Superhot may come across as a simple first person shooter puzzle game with a unique aesthetic design — however, it is not quite that simple. Essentially, you are playing a game within a game. There is you, the physical player, and there is the player on the screen. While you are physically playing Superhot, the virtual player in-game is also playing a game called Superhot.
Navigating through an older operating system, the player in-game receives a file titled “Superhot” . After being nagged into playing the game via online chat, the player decides to boot up the file. There are many times during the player’s time with Superhot, that they are pulled out to receive bits of story from this online chat. This alluring feeling of being “trapped under a microscope” by the file’s A.I, makes the Superhot that exists within the game, seem very self-aware and at times, toying with you.

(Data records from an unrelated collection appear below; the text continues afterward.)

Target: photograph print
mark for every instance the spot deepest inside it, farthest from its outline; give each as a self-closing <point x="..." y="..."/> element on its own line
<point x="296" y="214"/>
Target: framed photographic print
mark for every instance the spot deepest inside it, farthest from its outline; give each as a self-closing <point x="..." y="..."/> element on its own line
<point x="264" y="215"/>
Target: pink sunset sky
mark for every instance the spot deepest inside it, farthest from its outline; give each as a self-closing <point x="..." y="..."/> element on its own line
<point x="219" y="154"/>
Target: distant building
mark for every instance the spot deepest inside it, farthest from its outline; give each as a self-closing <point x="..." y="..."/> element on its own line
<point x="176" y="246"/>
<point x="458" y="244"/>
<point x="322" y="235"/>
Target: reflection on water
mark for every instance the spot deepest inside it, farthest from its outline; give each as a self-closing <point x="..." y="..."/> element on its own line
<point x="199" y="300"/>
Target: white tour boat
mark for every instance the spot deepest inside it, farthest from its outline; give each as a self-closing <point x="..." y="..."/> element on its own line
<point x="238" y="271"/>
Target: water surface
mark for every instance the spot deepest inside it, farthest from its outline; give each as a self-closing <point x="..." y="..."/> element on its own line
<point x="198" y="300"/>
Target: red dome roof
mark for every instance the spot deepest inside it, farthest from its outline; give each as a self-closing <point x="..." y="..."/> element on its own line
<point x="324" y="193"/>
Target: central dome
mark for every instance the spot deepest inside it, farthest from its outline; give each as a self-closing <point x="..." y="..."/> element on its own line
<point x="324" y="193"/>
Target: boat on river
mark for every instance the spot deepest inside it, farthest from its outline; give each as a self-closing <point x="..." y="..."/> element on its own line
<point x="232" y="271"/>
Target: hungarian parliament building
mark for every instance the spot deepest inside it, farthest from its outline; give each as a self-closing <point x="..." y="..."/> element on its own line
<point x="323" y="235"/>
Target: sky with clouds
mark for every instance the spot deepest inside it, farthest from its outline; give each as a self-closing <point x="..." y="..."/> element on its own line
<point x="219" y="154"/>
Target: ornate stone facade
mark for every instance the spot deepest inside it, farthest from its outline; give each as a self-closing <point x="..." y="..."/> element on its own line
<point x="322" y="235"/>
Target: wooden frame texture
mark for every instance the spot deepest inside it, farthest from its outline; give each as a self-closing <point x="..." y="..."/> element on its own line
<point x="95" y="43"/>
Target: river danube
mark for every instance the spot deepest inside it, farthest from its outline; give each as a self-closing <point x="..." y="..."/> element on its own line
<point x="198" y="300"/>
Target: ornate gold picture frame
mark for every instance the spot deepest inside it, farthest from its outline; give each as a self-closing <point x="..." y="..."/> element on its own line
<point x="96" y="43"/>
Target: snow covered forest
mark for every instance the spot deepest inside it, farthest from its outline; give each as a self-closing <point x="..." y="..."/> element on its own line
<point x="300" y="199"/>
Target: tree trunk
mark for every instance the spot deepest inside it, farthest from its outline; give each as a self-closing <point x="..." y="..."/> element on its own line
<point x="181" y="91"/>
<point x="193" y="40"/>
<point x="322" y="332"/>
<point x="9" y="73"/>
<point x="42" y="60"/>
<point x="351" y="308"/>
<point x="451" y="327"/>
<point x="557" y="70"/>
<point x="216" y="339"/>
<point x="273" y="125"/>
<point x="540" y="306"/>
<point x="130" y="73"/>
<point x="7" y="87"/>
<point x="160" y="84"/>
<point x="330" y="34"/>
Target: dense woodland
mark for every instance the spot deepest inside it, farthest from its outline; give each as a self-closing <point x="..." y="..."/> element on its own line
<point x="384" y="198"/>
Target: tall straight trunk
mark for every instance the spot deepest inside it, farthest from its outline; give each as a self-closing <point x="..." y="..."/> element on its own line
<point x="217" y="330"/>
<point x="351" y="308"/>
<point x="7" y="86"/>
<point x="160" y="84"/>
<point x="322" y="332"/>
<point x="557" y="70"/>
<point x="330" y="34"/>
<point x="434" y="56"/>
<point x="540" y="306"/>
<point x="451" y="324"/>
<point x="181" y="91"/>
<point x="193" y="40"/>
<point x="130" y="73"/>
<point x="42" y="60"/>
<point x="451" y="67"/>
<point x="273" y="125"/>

“Time only moves when the player does” is the simplest way to explain the mechanics of Superhot. Everything moves at an incredibly slow pace when the player is idle. When the character begins to move, so does everything else. This is how the player can bob and weave throughout the constant barrage of bullets and plan actions in accordance with enemy placement.
Many different options are at the player’s disposal when it comes to taking out enemies. Picking a gun from a wide variety of options is usually the best choice, but swords and bats are also good supplements. If the player ends up without a weapon, they have the option of beating the enemy down while scouring the environment for more effective ammunition. Once a weapon has been exhausted of ammo, the player can then throw it at the nearest enemy. Although an impulsive move, throwing weapons is often times just as effective as landing a direct punch.
After the player completes the scenario, a real-time replay is shown while the phrase, “Super. Hot.” is repeated and flashes on screen. Scrolling through each kill is easy and worth watching if you want to see it in real time. These clips can be saved and uploaded to Killstagram, where players can share their best Superhot runs. Yes, that is an Instagram reference.
When the main game is complete, Endless Mode is unlocked. This functions as a survival mode where the player tries to survive against relentless hordes of red enemies. These settings can be changed according to the player’s skill and desired challenge.
The environments in Superhot are excessively white and resemble something akin to the dated designs of virtual reality. Enemies are faceless red polygonal people that blend well within the visual presentation of its ambiance. Although these aesthetics are visually appealing, nothing is quite as satisfying as breaking a bat over an enemy’s head, only to hear the satisfying noises of their heads exploding (I’m mentally stable, I swear).
Considering Superhot’s “game within a game” plot line, enticing art style, and rewarding gameplay system, I personally enjoyed my time with this game. However, considering the game’s short length and its somewhat over-reaching flash and allure, Superhot wears a hefty price tag. This is especially true considering the minimal amount of content it delivers. Regardless, the concept behind the game alone is what makes it worth checking out.
This review of Superhot is based on a digital copy for PC which was provided by the publisher.